Complete asymptotic expansions and the high-dimensional Bingham distributions

Abstract

For \(d \ge 2\), let X be a random vector having a Bingham distribution on \({\mathcal {S}}^{d-1}\), the unit sphere centered at the origin in \({\mathbb {R}}^d\), and let \(\Sigma \) denote the symmetric matrix parameter of the distribution. Let \(\Psi (\Sigma )\) be the normalizing constant of the distribution and let \(\nabla \Psi _d(\Sigma )\) be the matrix of first-order partial derivatives of \(\Psi (\Sigma )\) with respect to the entries of \(\Sigma \). We derive complete asymptotic expansions for \(\Psi (\Sigma )\) and \(\nabla \Psi _d(\Sigma )\), as \(d \rightarrow \infty \); these expansions are obtained subject to the growth condition that \(\Vert \Sigma \Vert \), the Frobenius norm of \(\Sigma \), satisfies \(\Vert \Sigma \Vert \le \gamma _0 d^{r/2}\) for all d, where \(\gamma _0 > 0\) and \(r \in [0,1)\). Consequently, we obtain for the covariance matrix of X an asymptotic expansion up to terms of arbitrary degree in \(\Sigma \).
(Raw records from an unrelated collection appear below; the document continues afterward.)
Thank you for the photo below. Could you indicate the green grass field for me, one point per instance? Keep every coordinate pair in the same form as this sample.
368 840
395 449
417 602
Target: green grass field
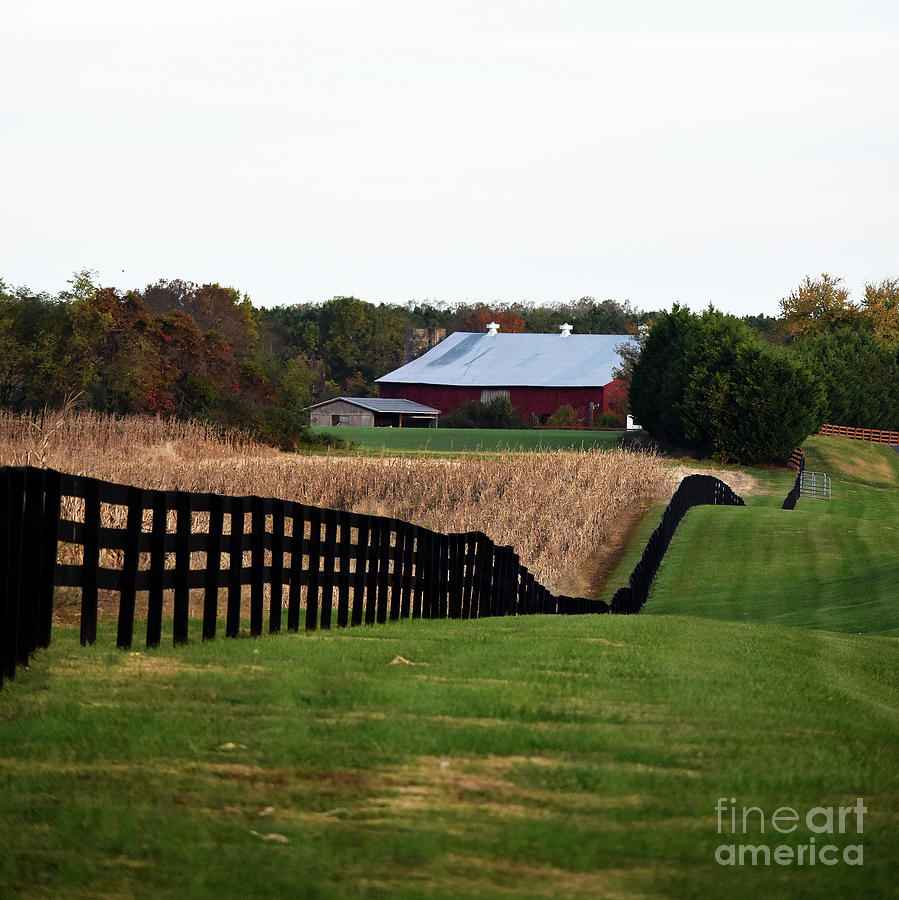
827 564
562 757
537 757
468 440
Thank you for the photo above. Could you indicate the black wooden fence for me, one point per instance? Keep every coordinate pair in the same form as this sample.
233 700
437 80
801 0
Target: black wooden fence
797 461
325 566
694 490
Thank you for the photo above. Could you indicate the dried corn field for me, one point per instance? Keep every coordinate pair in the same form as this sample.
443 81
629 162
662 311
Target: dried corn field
557 509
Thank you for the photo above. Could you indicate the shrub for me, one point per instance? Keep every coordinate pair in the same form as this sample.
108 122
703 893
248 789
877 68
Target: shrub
564 417
608 420
710 384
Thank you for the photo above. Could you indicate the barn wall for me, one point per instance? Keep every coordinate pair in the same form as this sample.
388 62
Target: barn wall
526 401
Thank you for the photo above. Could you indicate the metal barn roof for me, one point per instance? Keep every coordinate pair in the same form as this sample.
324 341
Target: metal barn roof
515 360
377 404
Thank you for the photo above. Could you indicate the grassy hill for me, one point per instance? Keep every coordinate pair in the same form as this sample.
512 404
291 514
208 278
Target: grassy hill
827 564
468 440
575 757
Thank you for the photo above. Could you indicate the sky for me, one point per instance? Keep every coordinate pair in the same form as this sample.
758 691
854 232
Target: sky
452 150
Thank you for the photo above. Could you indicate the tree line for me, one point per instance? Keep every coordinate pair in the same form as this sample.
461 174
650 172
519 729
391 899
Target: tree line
205 352
715 386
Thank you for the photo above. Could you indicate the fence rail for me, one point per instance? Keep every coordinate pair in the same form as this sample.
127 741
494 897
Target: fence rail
797 461
694 490
324 566
875 435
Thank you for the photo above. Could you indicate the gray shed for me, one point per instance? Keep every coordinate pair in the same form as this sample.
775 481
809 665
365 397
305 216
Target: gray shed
373 412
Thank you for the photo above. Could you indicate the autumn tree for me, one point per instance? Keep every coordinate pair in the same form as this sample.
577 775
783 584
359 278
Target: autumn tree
478 317
709 383
819 305
881 306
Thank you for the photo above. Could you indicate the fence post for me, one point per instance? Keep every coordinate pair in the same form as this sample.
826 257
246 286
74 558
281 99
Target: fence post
91 561
235 567
374 568
409 532
15 505
157 568
125 634
362 560
257 563
442 558
6 605
315 548
343 582
329 558
418 583
182 567
383 583
49 544
29 586
399 530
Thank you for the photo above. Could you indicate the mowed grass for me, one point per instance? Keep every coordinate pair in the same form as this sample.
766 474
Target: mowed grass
534 757
468 440
826 564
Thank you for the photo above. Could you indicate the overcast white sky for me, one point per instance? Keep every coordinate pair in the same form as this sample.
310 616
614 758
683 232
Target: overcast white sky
452 149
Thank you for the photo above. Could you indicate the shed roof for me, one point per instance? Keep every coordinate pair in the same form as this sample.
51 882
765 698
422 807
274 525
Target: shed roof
515 360
379 404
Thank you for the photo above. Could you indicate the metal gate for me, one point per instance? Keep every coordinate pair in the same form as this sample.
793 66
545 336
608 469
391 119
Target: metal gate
815 485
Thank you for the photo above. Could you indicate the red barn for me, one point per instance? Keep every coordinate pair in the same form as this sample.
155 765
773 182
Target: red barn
537 372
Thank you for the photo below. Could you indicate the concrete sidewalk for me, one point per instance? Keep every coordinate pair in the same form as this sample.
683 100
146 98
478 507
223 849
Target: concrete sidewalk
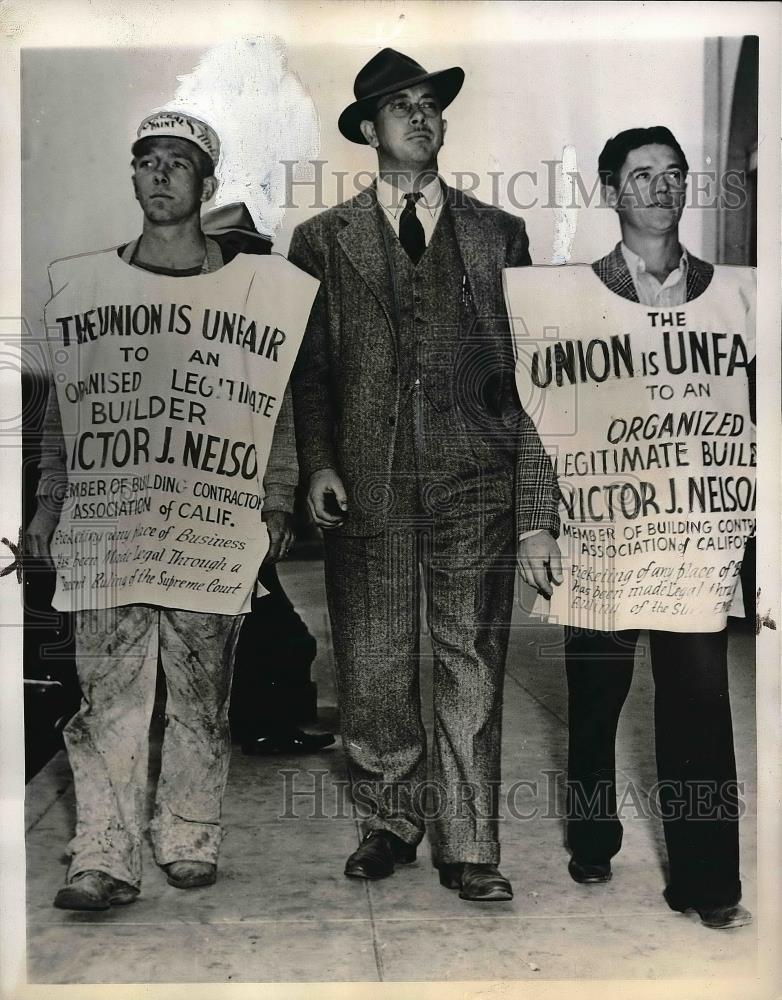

Using a range of values of d that have appeared in a variety of applications of high-dimensional spherical data analysis, we tabulate the bounds on the remainder terms in the expansions of \(\Psi (\Sigma )\) and \(\nabla \Psi _d(\Sigma )\) and we demonstrate the rapid convergence of the bounds to zero as r decreases.